Syria’s President, Bashar al-Assad, supposedly said that Syria will cede control of their chemical weapons to the international community. The statement seemed to be the Presidents first acknowledgement of the countries chemical weapons. He made a point to say that this decision had not been prompted by the US military threats but instead by the Russian diplomatic efforts. However, this interview has yet to air on television. Assad also said that Syria would submit documents to the United Nations for an agreement governing the handover of its chemical arsenal. The Russian President, Vladimir Putin, has said that the “initiative will not succeed unless Washington abandons plans for potential air strikes to punish Assad for a poison gas attack on 21 August which the US president, Barack Obama, blames on Syrian government force.” Syria does claim to not be behind the attack, but also has agreed to Moscow’s proposal to give up their chemical weapons stock.
In meetings that are planned to be held at the end of this week, Kerry is expected to ask Moscow to come up with a credible plan to quarantine and destroy Syria’s chemical weapons. Kerry will be taking a US chemical weapons expert along with him to expand the Russian ideas for safely destroying the weapons.
Putin also commented for an article in the New York Times welcoming Obama's consideration for the Russian-backed plan for Syria to hand over its chemical weapons and said that his relationship with the president was marked by “growing trust”. However, he did warn that “It is alarming that military intervention in internal conflicts in foreign countries has become a commonplace for the United States. Is it in America’s long-term interest? I doubt it.” The White house does feel though that Russia is going to be trustworthy at this point.
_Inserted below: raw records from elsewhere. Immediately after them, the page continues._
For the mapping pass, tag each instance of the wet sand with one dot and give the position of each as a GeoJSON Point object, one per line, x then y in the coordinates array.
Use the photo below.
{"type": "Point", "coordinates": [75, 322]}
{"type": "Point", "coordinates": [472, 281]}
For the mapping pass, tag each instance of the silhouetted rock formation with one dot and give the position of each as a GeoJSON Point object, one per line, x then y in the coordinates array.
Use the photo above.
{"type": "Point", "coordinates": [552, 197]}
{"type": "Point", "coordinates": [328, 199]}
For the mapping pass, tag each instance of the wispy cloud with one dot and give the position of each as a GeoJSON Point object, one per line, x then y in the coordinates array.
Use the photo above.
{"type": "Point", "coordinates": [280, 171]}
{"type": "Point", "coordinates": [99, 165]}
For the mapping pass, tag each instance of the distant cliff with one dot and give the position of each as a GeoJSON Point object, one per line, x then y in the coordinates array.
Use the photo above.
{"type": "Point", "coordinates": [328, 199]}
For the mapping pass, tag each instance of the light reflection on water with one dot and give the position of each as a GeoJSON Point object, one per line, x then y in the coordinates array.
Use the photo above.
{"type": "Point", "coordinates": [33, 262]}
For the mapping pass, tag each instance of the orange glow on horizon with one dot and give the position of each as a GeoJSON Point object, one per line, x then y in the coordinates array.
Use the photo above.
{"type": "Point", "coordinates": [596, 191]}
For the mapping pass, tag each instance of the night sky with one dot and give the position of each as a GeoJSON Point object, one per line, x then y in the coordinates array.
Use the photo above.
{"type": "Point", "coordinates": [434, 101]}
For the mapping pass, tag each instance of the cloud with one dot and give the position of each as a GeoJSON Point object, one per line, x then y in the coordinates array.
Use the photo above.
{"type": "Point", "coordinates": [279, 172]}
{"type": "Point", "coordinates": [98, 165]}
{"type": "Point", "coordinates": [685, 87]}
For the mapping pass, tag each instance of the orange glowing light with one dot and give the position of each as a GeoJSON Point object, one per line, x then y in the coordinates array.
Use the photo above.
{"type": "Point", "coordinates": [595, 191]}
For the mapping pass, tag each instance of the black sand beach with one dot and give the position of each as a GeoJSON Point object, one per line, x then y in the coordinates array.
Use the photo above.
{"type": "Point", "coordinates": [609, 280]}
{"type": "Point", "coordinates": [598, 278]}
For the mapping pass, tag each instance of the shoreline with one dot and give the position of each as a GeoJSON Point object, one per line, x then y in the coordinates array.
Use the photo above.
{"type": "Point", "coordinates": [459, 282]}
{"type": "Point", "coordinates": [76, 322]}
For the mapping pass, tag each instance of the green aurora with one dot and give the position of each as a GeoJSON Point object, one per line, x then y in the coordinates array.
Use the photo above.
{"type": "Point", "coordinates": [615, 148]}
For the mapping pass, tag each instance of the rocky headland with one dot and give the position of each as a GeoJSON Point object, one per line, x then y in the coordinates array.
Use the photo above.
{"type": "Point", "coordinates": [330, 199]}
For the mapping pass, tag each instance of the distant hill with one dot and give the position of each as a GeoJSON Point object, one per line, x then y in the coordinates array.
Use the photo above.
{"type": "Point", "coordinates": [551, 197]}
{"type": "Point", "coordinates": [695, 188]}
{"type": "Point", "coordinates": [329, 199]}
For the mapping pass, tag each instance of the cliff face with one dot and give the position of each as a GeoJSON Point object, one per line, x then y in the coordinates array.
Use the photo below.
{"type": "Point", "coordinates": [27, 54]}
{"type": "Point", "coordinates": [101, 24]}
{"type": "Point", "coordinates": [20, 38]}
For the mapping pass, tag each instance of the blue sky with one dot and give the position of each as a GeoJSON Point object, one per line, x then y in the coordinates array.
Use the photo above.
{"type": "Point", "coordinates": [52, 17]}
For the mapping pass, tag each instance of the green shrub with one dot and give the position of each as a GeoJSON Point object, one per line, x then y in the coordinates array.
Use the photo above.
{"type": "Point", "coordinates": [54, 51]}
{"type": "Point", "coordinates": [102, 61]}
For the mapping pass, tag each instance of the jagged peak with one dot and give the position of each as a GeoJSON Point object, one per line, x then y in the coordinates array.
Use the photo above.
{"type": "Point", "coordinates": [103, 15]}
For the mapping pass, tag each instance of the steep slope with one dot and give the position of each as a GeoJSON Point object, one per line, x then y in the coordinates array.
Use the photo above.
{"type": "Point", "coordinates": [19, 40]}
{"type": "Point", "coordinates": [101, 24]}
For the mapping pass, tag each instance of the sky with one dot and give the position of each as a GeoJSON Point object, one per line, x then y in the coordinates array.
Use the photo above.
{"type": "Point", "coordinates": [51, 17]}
The big question now arises, will Russia be trustworthy enough to hold up on their side or the deal, and will Syria keep their promise to turn over their chemical weapons? At this point it is a risk that the US must be willing to take unless wanting to start another war. The United States still seems to stand much divided on whether or not we, as a country, should even be involved in another countries war. The citizens of the United States are not the only people who feel that way. The Russian president publicly stated. “It is alarming that military intervention in internal conflicts in foreign countries has become commonplace for the United States. Is it in America’s long-term interest? I doubt it”. It raises the concern that people all over the world are starting to believe the United States is being intrusive. The concerns about Syria and what is taking place needed to be addressed but was it really the United Sates job to handle it ourselves. As long as Russia can truly convince Syria to turn over chemical weapons they have then proven to find a solution to this issue in a non-violent and un-harmful way.